Sanık Öner de kendisini olaylarla bağlantılı görmediğini ve FETÖ ile hiçbir ilişkisinin olmadığını savundu. “Hayatım boyunca FETÖ ile mücadele eden biri olarak, bu suçlamalardan dolayı üzgünüm.” ifadelerini kullanan Öner, örgütün kendisine yönelik fişleme faaliyetlerini gözlemlediğini belirtti.
“FETÖ TARAFINDAN ÖLDÜRÜLMEYİ BEKLİYORUM”
Sanık Çelik ise, okul yıllarından itibaren FETÖ ile savaştığını ve mücadelesinin 15 Temmuz darbe girişimi sırasında yoğunlaştığını vurguladı. Çelik, bu mücadeledeki rolü nedeniyle FETÖ’nün kendisine yönelik saldırılarını haksız bulmadığını dile getirdi.
Çelik, “Cevheri Güven, yaptığım çalışmalardan ötürü babama hakaret eden bir vatan hainidir. Bundan sonrası için FETÖ tarafından öldürülmeyi bekliyorum. Gelsinler, cesaretleri varsa. Beraatimi talep ediyorum.” dedi.
Duruşmanın ardından mahkeme, Dinçer’in tutukluluk halinin devamına, tutuksuz sanıkların duruşmalardan vareste tutulmasına karar verdi. Duruşmaya 17 Nisan’da devam edileceği bildirildi.
İDDİANAMEDEN DETAYLAR
Ankara Cumhuriyet Başsavcılığı tarafından düzenlenen iddianamede, “zahir çamlıca” kullanıcı adıyla bilinen X hesabından, Emniyet Genel Müdürlüğü, Siber Suçlarla Mücadele Başkanlığı ve İstihbarat Başkanlığı’na yönelik provokatif paylaşımlar yapıldığı örneği üzerine soruşturma başlatıldığı aktarıldı.

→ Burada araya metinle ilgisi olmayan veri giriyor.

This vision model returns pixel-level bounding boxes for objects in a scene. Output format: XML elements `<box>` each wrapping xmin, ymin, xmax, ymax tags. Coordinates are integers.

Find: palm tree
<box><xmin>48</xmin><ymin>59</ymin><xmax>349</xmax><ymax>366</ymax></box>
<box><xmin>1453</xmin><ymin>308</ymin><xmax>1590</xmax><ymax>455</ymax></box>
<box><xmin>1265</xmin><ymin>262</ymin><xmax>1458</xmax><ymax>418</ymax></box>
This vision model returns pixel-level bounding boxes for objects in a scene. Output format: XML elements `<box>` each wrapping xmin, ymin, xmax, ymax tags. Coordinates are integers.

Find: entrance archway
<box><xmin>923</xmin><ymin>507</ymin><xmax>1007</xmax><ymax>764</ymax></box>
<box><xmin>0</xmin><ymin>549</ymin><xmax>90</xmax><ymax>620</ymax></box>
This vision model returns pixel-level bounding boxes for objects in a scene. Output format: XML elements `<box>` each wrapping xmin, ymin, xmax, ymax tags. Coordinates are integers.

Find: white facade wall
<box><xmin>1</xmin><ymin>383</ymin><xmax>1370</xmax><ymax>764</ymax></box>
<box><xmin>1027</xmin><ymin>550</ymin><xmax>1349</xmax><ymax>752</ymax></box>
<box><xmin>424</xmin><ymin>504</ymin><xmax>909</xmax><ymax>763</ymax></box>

İddianamede, sanıkların dijital materyalleri üzerinde yapılan incelemelerde, Güven’in YouTube kanalındaki bilgilerle birebir örtüşen belgelerin ele geçirildiğine dikkat çekildi. Ayrıca, sanık Dinçer’in telefonunda, suç örgütü lideri Ayhan Bora Kaplan’a yönelik 151 sayfa evrakın bulunduğu belirtildi.

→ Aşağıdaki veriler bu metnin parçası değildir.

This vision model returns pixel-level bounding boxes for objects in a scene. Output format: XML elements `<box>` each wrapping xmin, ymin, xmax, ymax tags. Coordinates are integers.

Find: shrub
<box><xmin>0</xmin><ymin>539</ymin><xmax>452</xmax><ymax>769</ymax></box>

“GİZLİLİK KARARLARINI İHLAL ETTİLER”
İddianamede, sanıklardan eski Ankara İl Emniyet Müdür Yardımcısı Murat Çelik, eski Organize Suçlarla Mücadele Şube Müdürü Kerem Gökay Öner ve eski Şube Müdür Yardımcısı Şevket Demircan’ın, Kaplan soruşturmasındaki evrakları gizlilik içinde tutmamaları dolayısıyla yükümlülük ihlalinde bulundukları kaydedildi.
Görülen o ki, Çelik, Öner ve Demircan’ın örgüt hiyerarşisine katılmadıkları ama eylemlerinin örgüte yarar sağladığı tespit edilmiştir.